Kyrgiakos and Carragher, even the usually more stylish Reina, resorted to the long ball tactic that is so common in the English game. More technically able players such as Meireles and Cole were reduced to bystanders feeding off the scraps that Carroll gave them. The game changed into one that would look better on an American football field. Every ball that was fed into the strikers were aimed in the air. As was seen the night before at White Hart Lane, more stylish and comfortable CBs can deal with such pressures by leaning in or dropping off the striker and clearing up the knock downs. The Braga centre midfielders left the Liverpool midfield alone and looked more to Carroll as he flicked on and knocked down the 80m punts from the back.

Liverpool looked like a Stoke team that have struggled to score a goal from open play all season and increasingly look to set plays for them to score goals.

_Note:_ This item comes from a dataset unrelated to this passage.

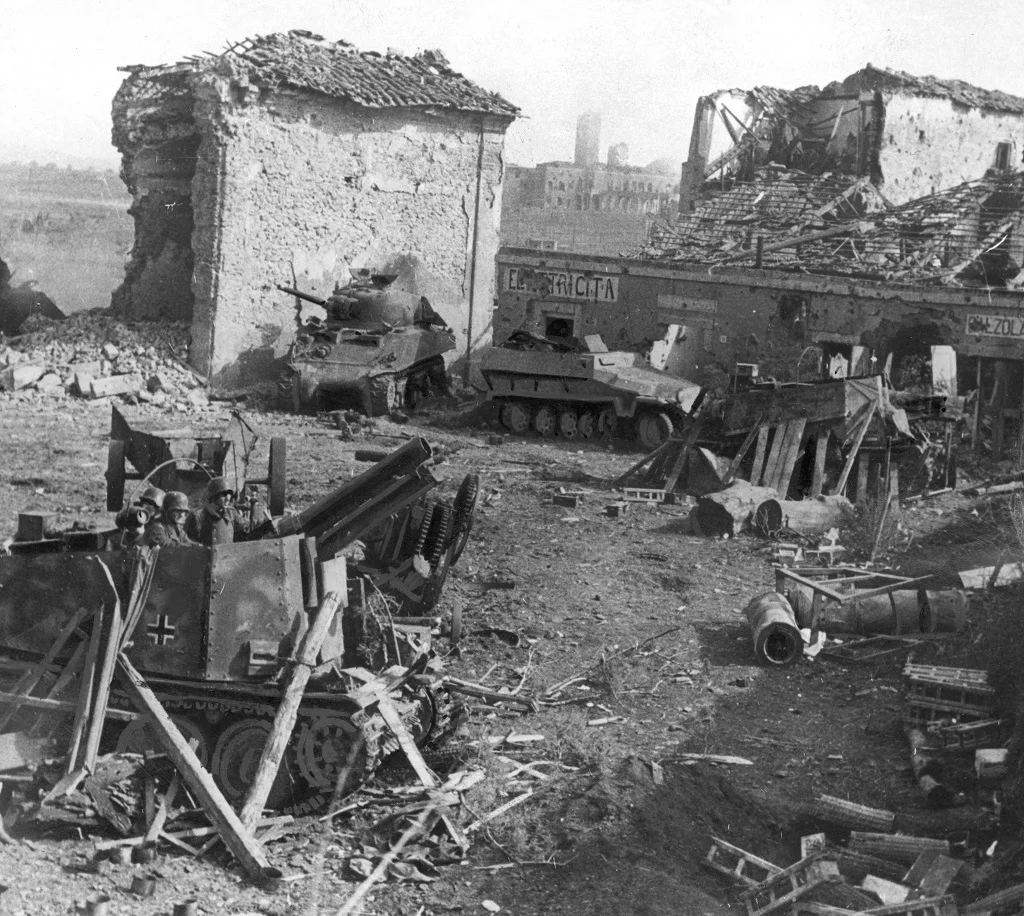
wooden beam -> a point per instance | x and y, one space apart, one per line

If this is the way that Liverpool are going to play with Carroll in the side then players such as Meireles and the ever impressive Suarez will be wasted. Surely Andy Carroll must see himself as more than a player just to knock the ball on. At the moment he looks more like a poor man's Alan Shearer, elbows and all! No doubt the British media will continue to buidl him up, rubbing their hands with anticipation that they will knock him down in a few months time.

Wednesday, 9 March 2011

Arsenal closer to Orient than Barcelona

Arsenal are billed as the English Barcelona. They are seen as one of the few teams in the world that is similar in it's style of play to Barcelona. Arsenal looked closer to Leyton Orient last night rather than Barcelona.

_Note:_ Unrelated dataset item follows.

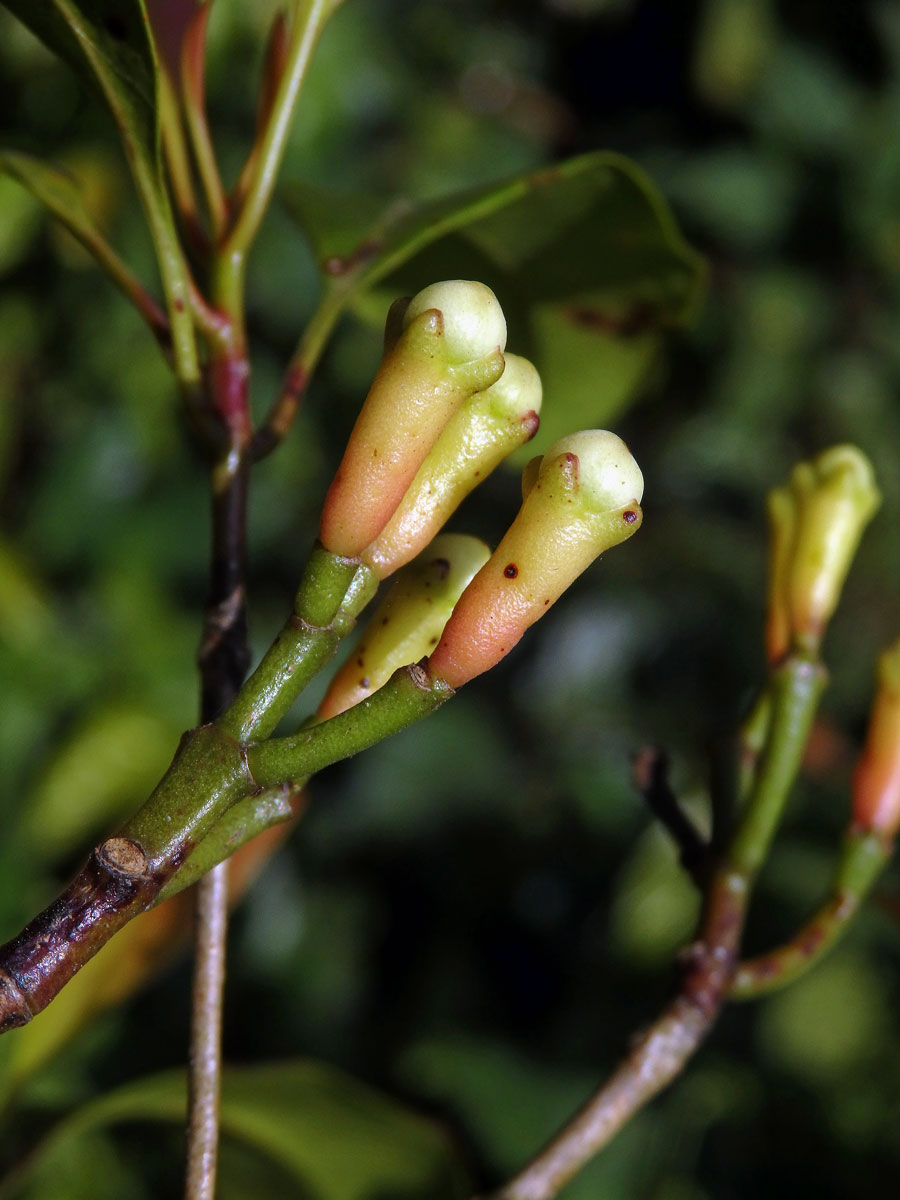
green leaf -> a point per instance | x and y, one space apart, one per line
55 190
334 1137
586 258
108 45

Lionel Messi scored two goals last night at the Nou Camp to take him to a record breaking 33 Champions League goals for Barcelona, that is 2 more than Rivaldo despite only being 23 (6 months younger than me). Barcelona completed 724 passes whilst Arsenal completed 199. Two similar teams?!
Barcelona had 21 attempts on goal, 12 on target. Arsenal had zilch, their goal coming from the head of Sergio Busquets
7 Barcelona players are in the top ten of attempted passes in the Champs League, Arsenla have Jack Wilshere..............in 17th place

The stats go to show the alarming gulf between the two European clubs. Arsenal like to play a pretty game, keeping the ball and probing the opposition defence. That is all well and good against Blackburn and Stoke, Barcelona pose a complete different threat.

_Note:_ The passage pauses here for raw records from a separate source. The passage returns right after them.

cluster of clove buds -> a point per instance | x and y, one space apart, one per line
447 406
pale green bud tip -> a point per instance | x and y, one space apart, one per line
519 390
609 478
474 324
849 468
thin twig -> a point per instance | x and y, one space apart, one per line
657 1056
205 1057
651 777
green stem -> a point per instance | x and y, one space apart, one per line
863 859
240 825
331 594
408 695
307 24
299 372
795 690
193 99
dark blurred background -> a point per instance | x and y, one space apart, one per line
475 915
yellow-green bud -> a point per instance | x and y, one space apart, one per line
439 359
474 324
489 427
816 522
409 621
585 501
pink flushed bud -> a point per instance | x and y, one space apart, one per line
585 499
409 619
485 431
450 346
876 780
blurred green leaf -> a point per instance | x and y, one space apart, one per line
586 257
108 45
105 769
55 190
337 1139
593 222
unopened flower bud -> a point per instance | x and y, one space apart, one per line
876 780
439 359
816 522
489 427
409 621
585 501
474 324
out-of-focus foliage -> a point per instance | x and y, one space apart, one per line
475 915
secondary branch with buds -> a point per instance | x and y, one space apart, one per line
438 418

Arsene Wenger sold out somewhat last night. Using Rosicky over Arshavin or Bendtner showed that he was attempting to defend more than attack. Clichy and Sagna never attempted to cross the half way line and only once in the 1st half did Arsenal venture forward with any purpose. Many teams have attempted to douse the fire that Barcelona try to light, not many try fight fire with fire. Arsenal lost the game last night, but they also lost dignity. They did not go down fighting, rather with a whimper.

Many fans will look towards the inexplicable sending off of Van Persie. Yet again Arsenal, and the English public will look to hide behind an embarrassing fact that the English game is light years behind the Spanish game. Dani Alves was the outlet for Barcelona from the 1st kick of the game, had he made better choices in the final 3rd, Barca really could have had 6 or 7. Pedro played a lot without the ball, drifting in off the right wing and dragging Clichy inside, allowing Alves to overlap and leave Nasri in his wake. Wilshere and Diaby could not live with the dazzling feet of Iniesta who once again lit up the world with his trickery. Fabregas was as much a bystander as Valdes was throughout the match and would not have enjoyed his homecoming one bit.

I for one am a little more gung-ho and would have liked to have seen two Arsenal strikers on the pitch, maybe 3 with a more conservative outlook later in the game. Mascherano sitting in front of Abidal and Sergio were not tested enough and maybe a three pronged attack of Chamakh, Van Persie and Bendtner would have been more effective.

Ah, Arsenal and Arsene, what could have been!